Giornata di incontri oggi a Sochi intorno alla questione siriana. Con
una guerra a bassa intensità che da un anno va avanti nel nord ovest, a
sud e intorno Damasco, con l’Isis spinto verso il confine orientale con
l’Iraq e le opposizioni islamiste concentrate nella provincia
occidentale di Idlib, le potenze regionali tornano a discutere di
soluzioni.
Oggi in Russia si terrà un nuovo vertice tra Mosca, Teheran e
Ankara, a due giorni dalla visita a sorpresa del presidente siriano
Assad all’alleato Putin. I due hanno avuto un lungo colloquio,
tre ore durante il quale la Russia ha ribadito il sostegno a Damasco che
da parte sua ha ringraziato Mosca per l’indispensabile ruolo nel far
sopravvivere il governo.
A sei anni dallo scoppio delle proteste di piazze, poi dirottate da
gruppi armati di ispirazione jihadista e legate a doppio filo ai paesi
del Golfo e alla Turchia, la Siria è devastata. La soluzione
politica, che tutti indicano come unica via d’uscita, non prende forma,
vittima della realtà sul terreno e delle diverse ambizioni delle potenze
mediorientali e internazionali: il paese è oggettivamente
diviso in territori gestiti da autorità diverse, nonostante la ripresa
da parte governativa di molte delle zone perse dal 2011.

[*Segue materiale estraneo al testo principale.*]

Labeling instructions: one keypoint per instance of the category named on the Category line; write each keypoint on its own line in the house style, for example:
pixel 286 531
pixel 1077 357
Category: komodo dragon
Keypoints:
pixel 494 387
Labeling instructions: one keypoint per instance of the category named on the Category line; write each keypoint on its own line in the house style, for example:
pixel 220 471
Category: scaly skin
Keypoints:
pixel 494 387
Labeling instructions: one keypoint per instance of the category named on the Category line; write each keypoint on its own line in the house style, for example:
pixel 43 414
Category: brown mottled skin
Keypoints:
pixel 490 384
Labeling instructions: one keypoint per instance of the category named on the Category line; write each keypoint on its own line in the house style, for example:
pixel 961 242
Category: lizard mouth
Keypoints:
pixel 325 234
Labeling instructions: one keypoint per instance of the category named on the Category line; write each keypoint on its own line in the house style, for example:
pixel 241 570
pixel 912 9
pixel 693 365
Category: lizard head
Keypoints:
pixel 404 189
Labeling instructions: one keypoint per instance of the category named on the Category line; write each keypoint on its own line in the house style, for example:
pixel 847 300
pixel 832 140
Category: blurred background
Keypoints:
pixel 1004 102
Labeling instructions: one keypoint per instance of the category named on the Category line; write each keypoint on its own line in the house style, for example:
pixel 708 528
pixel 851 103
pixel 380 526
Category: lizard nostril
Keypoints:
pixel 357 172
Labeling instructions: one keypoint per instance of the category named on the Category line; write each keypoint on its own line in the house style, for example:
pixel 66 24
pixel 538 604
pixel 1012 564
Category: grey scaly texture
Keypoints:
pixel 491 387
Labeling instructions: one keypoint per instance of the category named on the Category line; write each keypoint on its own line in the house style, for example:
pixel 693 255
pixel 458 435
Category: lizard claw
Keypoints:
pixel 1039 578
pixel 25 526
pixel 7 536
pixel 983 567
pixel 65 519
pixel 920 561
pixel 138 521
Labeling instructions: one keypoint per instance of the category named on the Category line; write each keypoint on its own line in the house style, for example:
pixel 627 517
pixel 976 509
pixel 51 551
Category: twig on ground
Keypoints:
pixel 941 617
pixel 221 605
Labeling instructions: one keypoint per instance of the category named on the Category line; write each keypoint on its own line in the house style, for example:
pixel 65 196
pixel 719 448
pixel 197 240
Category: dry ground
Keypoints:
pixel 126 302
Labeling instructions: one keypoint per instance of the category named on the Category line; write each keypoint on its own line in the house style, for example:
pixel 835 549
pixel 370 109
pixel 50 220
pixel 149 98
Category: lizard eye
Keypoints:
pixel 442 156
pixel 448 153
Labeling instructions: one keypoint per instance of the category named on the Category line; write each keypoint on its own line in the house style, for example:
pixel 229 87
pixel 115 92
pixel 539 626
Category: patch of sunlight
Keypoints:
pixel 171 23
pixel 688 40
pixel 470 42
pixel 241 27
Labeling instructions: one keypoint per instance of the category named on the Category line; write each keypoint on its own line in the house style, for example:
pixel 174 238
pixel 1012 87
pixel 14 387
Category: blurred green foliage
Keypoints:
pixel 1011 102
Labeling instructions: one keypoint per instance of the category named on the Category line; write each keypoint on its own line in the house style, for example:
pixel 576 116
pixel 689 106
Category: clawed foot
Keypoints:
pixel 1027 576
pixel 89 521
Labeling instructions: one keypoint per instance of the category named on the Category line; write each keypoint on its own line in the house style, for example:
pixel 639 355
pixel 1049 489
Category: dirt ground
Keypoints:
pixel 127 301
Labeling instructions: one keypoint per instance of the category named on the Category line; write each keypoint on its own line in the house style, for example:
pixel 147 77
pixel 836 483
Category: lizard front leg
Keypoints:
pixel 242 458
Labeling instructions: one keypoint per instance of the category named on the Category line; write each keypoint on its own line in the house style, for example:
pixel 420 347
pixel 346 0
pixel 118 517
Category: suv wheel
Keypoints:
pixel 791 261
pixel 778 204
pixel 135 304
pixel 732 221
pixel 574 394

La stessa spaccatura si riflette sulle opposizioni
considerate legittime dalla comunità internazionale. La Coalizione
Nazionale Siriana, ben presto distaccatasi dagli oppositori interni, è
sparita. Il vuoto lasciato è stato colmato dall’Arabia Saudita
che due anni fa ha plasmato un nuovo corpo, l’Alto Comitato per i
negoziati (Hnc), che due giorni fa ha perso di nuovo i suoi vertici.
Oggi l’Hnc si ritrova a Riyadh, dove ha visto la luce, per formare
una delegazione che vada a negoziare a Ginevra nel nuovo round
organizzato dall’Onu, di per sé svuotato dall’avanzata del modello di
Astana imbastito da Russia, Iran e Turchia. L’obiettivo dei 140
membri presenti è individuare in tre giorni i nuovi vertici, dopo le
dimissioni a sorpresa dell’ex premier siriano, Riad Hijab.
Hijab, in carica fin dalla nascita dell’Hnc, nel dicembre 2015, non ha
dato spiegazioni precise limitandosi a indicare nei “tentativi di prolungare il regime di Bashar al-Assad” i responsabili del suo passo
indietro. Lasciano anche altre figure centrali dell’Hnc, tra cui Suhair
al-Atassi e Abdul Hakim Bashar.
Fonti anonime interne al Comitato hanno asserito all’Afp che molte
di queste personalità si sono dimesse dopo aver compreso di essere
state marginalizzate anche dall’Arabia Saudita per l’insistenza a porre
come precondizione al dialogo l’uscita di scena di Assad. Una
posizione che ormai in pochi vedono come possibile, compresa Riyadh,
messa all’angolo dalle vittorie registrate dal cosiddetto asse sciita a
cui la Turchia si è aggrappata negli ultimi mesi per strappare qualche
risultato in chiave anti-curda. In particolare pare centrale la
divisione interna tra l’Hnc da una parte e le piattaforme di Mosca e del
Cairo, gruppi nati nel corso dell’ultimo anno e maggiormente tollerate
da Damasco perché più vicine alle posizioni russe.
A indebolire le opposizioni all’estero è anche il ruolo ondivago
degli Stati Uniti: l’amministrazione Trump ha accettato l’autorità della
Russia e la permanenza di Assad. Dopo l’incontro con il presidente
siriano, Putin ha telefonato al presidente statunitense con cui ha
discusso dei “risultati” raggiunti a Sochi, ovvero l’accordo con Damasco
a procedere attraverso “il processo politico, le riforme costituzionali
e le elezioni parlamentari e presidenziali”.